Hi Song,
On 1/10/20 2:06 AM, Song Liu wrote:
Hi Guoqing and Xiao,
Thanks for looking into this. I am still looking into this. Some
questions below...
Thanks for looking into it.
On Wed, Jan 8, 2020 at 8:30 AM <jgq516@xxxxxxxxx> wrote:
[...]
drivers/md/raid5.c | 24 ++++++++++++++++++++++--
1 file changed, 22 insertions(+), 2 deletions(-)
diff --git a/drivers/md/raid5.c b/drivers/md/raid5.c
index 223e97ab27e6..808b0bd18c8c 100644
--- a/drivers/md/raid5.c
+++ b/drivers/md/raid5.c
@@ -218,6 +218,25 @@ static void do_release_stripe(struct r5conf *conf, struct stripe_head *sh,
BUG_ON(!list_empty(&sh->lru));
BUG_ON(atomic_read(&conf->active_stripes)==0);
+ /*
+ * If stripe is on unplug list then original caller of __release_stripe
+ * is not raid5_unplug, so sh->lru is still in cb->list, don't risk to
+ * add lru to another list in do_release_stripe.
+ */
Can we do the check before calling into do_release_stripe()?
Then we need to add the check twice, one in raid5_release_stripe,
another in
__release_stripe.
+ if (!test_and_set_bit_lock(STRIPE_ON_UNPLUG_LIST, &sh->state))
+ clear_bit_unlock(STRIPE_ON_UNPLUG_LIST, &sh->state);
+ else {
+ /*
+ * The sh is on unplug list, so increase count (because count
+ * is decrease before enter do_release_stripe), then trigger
+ * raid5d -> plug -> raid5_unplug -> __release_stripe to handle
+ * this stripe.
+ */
+ atomic_inc(&sh->count);
+ md_wakeup_thread(conf->mddev->thread);
+ return;
+ }
+
if (r5c_is_writeback(conf->log))
for (i = sh->disks; i--; )
if (test_bit(R5_InJournal, &sh->dev[i].flags))
@@ -5441,7 +5460,7 @@ static void raid5_unplug(struct blk_plug_cb *blk_cb, bool from_schedule)
* is still in our list
*/
smp_mb__before_atomic();
- clear_bit(STRIPE_ON_UNPLUG_LIST, &sh->state);
+ clear_bit_unlock(STRIPE_ON_UNPLUG_LIST, &sh->state);
/*
* STRIPE_ON_RELEASE_LIST could be set here. In that
* case, the count is always > 1 here
@@ -5481,7 +5500,8 @@ static void release_stripe_plug(struct mddev *mddev,
INIT_LIST_HEAD(cb->temp_inactive_list + i);
}
- if (!test_and_set_bit(STRIPE_ON_UNPLUG_LIST, &sh->state))

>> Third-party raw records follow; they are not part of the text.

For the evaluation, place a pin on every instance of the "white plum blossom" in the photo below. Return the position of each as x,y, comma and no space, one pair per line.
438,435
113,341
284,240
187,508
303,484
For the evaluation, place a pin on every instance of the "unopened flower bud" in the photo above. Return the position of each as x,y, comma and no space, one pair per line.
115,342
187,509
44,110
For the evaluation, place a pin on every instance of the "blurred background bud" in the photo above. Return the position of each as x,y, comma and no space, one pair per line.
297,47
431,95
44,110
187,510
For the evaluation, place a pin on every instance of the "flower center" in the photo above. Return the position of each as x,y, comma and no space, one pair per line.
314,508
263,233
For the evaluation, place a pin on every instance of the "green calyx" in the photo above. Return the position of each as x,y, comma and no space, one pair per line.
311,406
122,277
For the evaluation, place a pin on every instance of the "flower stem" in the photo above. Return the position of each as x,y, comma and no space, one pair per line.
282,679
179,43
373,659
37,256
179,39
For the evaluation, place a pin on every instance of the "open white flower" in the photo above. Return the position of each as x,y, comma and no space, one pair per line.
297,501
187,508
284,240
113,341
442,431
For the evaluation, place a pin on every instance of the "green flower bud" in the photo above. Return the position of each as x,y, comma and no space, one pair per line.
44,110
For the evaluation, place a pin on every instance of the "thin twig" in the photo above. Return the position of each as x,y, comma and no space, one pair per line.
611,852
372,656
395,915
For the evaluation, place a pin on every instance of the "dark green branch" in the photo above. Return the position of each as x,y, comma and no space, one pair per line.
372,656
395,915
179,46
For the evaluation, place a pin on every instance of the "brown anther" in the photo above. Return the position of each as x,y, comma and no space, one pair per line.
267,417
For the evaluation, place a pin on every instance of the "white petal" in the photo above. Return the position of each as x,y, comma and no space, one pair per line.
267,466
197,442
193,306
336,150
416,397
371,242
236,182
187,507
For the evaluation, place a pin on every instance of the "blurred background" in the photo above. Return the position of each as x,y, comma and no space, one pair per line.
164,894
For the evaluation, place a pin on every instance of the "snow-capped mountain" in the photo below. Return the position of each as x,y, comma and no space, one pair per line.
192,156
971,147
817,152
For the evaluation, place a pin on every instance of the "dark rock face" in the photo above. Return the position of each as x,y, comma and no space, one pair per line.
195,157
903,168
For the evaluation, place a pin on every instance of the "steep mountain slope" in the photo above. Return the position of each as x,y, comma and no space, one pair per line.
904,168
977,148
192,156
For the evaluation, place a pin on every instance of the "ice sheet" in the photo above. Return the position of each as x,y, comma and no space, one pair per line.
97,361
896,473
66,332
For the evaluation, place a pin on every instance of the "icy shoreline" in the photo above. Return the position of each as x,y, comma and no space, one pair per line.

+ if (!test_and_set_bit_lock(STRIPE_ON_UNPLUG_LIST, &sh->state) &&
+ (atomic_read(&sh->count) != 0))
Do we really see sh->count == 0 here? If yes, I guess we should check
sh->count first,
so that we reduce the case where STRIPE_ON_UNPLUG_LIST is set, but the sh is
not really on the unplug_list.
Yes, it could be, thanks. But with check count first, I am worried a
potential
race window which causes sh->lru could be added to different lists as well.
1. release_stripe_plug -> atomic_read(&sh->count) != 0
2. do_release_stripe -> atomic_dec_and_test(&sh->count)
!test_bit(STRIPE_ON_UNPLUG_LIST, &sh->state)
list_add_tail(&sh->lru, ***_list);
3. release_stripe_plug -> !test_and_set_bit(STRIPE_ON_UNPLUG_LIST,
&sh->state)
list_add_tail(&sh->lru, &cb->list);
IMO, the difficult thing is we need kind of atomic operation to check both
sh->count and ON_UNPLUG flag, but we do want lockless as much as possible.
How about get an extra count before add add sh to cb->list? I am
thinking that
atomic_inc(&sh->count) and atomic_dec(&sh->count) should be paired, right?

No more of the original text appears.